As a boy, I had some books, sadly long-since lost, depicting imagined scenes of a primeval earth covered in green, humid swamps and lush rainforests, with far horizons above which a huge setting sun was sliced through by silent, sulphurous clouds. If I were to see these illustrations today, they would probably appear crude and poorly-executed but, as a child, I was transfixed, and they became a reality in which I found myself immersed and with which I became one.


To this day, there is a certain light which, when I am in wide open spaces, surrounded by nature, transports me to the dawn of life on earth. I cannot say why; I know only the power of the sensation. Frederic Church's painting has a similarly persuasive effect on me. It conveys me on a heady trip to a higher reality.

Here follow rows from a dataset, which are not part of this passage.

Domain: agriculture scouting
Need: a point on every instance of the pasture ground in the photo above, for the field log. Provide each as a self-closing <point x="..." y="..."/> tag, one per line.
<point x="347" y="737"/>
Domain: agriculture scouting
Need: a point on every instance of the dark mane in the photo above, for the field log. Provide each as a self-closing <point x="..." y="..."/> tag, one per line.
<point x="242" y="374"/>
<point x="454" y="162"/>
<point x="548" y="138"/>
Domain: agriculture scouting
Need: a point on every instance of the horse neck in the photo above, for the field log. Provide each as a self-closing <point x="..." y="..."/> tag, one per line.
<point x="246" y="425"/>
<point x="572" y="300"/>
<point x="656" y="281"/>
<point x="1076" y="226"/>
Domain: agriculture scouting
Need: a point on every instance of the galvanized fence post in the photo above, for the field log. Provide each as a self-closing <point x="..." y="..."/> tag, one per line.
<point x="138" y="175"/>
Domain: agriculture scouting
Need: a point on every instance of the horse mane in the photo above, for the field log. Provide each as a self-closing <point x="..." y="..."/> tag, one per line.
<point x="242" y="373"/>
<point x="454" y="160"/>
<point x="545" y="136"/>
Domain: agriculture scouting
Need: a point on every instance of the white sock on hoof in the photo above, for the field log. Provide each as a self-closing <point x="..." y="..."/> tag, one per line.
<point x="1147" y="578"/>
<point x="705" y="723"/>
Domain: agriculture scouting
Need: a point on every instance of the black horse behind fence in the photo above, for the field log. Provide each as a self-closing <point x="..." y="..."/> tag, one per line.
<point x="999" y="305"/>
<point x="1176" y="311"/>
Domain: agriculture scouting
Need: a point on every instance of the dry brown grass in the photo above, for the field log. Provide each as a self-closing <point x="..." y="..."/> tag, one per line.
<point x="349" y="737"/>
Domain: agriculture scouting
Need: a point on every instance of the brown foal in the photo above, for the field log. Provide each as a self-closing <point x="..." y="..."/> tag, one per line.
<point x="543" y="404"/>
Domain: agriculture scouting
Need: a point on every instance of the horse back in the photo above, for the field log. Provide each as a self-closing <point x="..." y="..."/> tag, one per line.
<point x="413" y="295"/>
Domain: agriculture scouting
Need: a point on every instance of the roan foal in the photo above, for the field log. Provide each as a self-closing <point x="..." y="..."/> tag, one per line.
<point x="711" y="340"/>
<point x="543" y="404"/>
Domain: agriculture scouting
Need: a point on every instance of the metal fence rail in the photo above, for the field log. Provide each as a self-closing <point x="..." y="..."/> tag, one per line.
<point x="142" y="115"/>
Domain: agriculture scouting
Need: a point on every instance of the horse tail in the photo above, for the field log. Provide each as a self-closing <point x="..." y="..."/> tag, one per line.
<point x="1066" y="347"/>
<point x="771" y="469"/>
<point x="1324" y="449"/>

In the painting below, Church offers us another fantastical distillation of light, scent and stillness. In this world, too, I want to lose myself; its higher realm is irresistibly seductive and comforting.



TROPICAL SCENERY - Frederic Edwin Church

I began working on this article yesterday evening, discovering, picture by incredible picture, a to-me undiscovered and magnificent artist. Finished for the night, I saved the first draft and went to check my Instagram, where I had earlier posted some images of a new painting on which I am working. I caught sight of the Instagram 'story' of an old friend of mine.


I opened my friend's story and was stunned by what I saw; a phenomenal painting by another Hudson River artist, Thomas Moran (1837-1926) and, yes, another new name to me. Here, we look down on a vast mountain range (apparently the Rocky Mountains) which is bathed in other-worldly pinks and blues, utterly breathtaking and, again, holding the power to transport the viewer into a seemingly parallel dimension.


I cannot find the painting in question to use as illustration, but here are two more of Moran's canvases which demonstrate unequivocally his astonishing mastery in the harnessing of light through paint. The term 'Luminism' was later coined for the style of the Hudson River artists; an apt one indeed.



A MOUNTAIN OF LOADSTONE - Thomas Moran



THE GOLDEN HOUR - Thomas Moran



STOP PRESS! For the first time ever, I am adding material to an article after publishing! My friend, who unwittingly introduced me to the work of Thomas Moran, has sent the image that I couldn't locate earlier on, so here it is. Is it not utterly splendid?



GRAND CANYON OF ARIZONA AT SUNSET - Thomas Moran

I wrote, above, of the 'reality' which I perceive in these stupendous landscape paintings. In an earlier blog post, I explored the complex relationship between abstract art and reality. https://www.artfullyabstractedblog.com/post/abstract-art-and-reality


To me today, though the worlds of the Hudson River school and Abstraction could hardly be more different, the mission of the two types of practitioners and, perhaps, of all artists, appears remarkably similar. Through art we discover experiences that transport us away from the mundane, towards a higher reality.